One factor that has a great influence on clinical performance of dental restorations is their resistance to degradation. Morphological changes in the structure of tooth-restoration interface aged in the oral environment have been reported. However, even though the in vivo performance is the ultimate testing environment for predicting the behavior of restorations because of the complexity of intraoral conditions, in vitro models such as thermocycling, mechanical loading, pH cycling, and aging of materials in distilled water, NaOCl, and food-simulating solutions may provide important information about the fundamental mechanisms involved in resin-tooth interface degradation. Most recently, the effect of host-derived enzymes and the storage in deproteinizing solutions (such as aqueous NaOCl) on the degradation of resin-dentin bonds has also been described. This review considers the importance of these in vitro methods on bond durability interface in an attempt to understand the behavior of restoratives over time.

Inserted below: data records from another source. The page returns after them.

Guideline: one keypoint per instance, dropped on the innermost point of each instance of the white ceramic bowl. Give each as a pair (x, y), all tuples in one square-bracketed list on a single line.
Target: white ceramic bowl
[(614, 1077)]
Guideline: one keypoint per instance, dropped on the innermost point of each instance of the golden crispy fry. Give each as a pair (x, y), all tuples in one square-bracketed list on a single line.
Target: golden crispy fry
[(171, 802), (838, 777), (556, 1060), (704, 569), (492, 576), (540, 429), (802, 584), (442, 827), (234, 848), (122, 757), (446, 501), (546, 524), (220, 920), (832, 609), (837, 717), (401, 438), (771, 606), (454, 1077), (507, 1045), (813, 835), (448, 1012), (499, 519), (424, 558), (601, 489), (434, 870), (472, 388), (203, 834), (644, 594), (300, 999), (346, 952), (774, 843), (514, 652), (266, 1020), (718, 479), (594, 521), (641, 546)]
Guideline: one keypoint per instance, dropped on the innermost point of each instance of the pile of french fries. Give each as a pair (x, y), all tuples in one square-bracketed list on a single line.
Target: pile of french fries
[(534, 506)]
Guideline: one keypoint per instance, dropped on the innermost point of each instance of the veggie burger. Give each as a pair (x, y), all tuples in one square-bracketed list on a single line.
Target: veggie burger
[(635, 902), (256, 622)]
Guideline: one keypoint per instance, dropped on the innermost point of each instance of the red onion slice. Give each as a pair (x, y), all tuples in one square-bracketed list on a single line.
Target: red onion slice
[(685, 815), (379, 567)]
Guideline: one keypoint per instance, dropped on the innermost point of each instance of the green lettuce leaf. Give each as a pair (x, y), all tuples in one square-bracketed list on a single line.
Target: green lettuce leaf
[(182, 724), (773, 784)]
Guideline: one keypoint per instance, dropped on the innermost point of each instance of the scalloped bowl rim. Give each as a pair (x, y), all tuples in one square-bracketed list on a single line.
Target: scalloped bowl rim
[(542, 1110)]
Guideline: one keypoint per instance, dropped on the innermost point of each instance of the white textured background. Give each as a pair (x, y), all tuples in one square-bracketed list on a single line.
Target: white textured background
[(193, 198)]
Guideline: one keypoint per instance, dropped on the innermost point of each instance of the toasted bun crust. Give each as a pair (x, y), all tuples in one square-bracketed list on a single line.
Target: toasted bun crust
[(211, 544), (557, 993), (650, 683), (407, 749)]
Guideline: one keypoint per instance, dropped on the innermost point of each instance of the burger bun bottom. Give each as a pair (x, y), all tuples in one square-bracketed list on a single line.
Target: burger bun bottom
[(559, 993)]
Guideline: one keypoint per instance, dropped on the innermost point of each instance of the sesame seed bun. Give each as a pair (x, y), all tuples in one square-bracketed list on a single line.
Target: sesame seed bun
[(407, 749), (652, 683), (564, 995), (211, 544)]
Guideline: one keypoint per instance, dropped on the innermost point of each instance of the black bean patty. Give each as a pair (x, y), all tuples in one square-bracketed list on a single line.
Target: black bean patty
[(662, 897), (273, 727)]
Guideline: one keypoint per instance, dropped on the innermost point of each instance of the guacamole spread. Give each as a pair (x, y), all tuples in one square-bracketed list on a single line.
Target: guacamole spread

The first section is focused on the mechanism of in vivo biodegradation, whereas the second looks at studies that have described the influence of water storage, NaOCl storage, host-derived matrix metalloproteinases, thermocycling, mechanical loading, pH cycling, and food-simulating solutions on the degradation of the adhesive interface. It is obvious that these methodologies do not occur separately in the oral cavity, but that each one has a specific importance in the mechanisms of bond degradation.

Clinical significance: The in vitro methods used to simulate bond degradation may describe important points related to the clinical performance of restorations. This article evaluates the mechanism of the in vivo biodegradation of adhesive interfaces as well as the influences that various testing methods have on these bonds.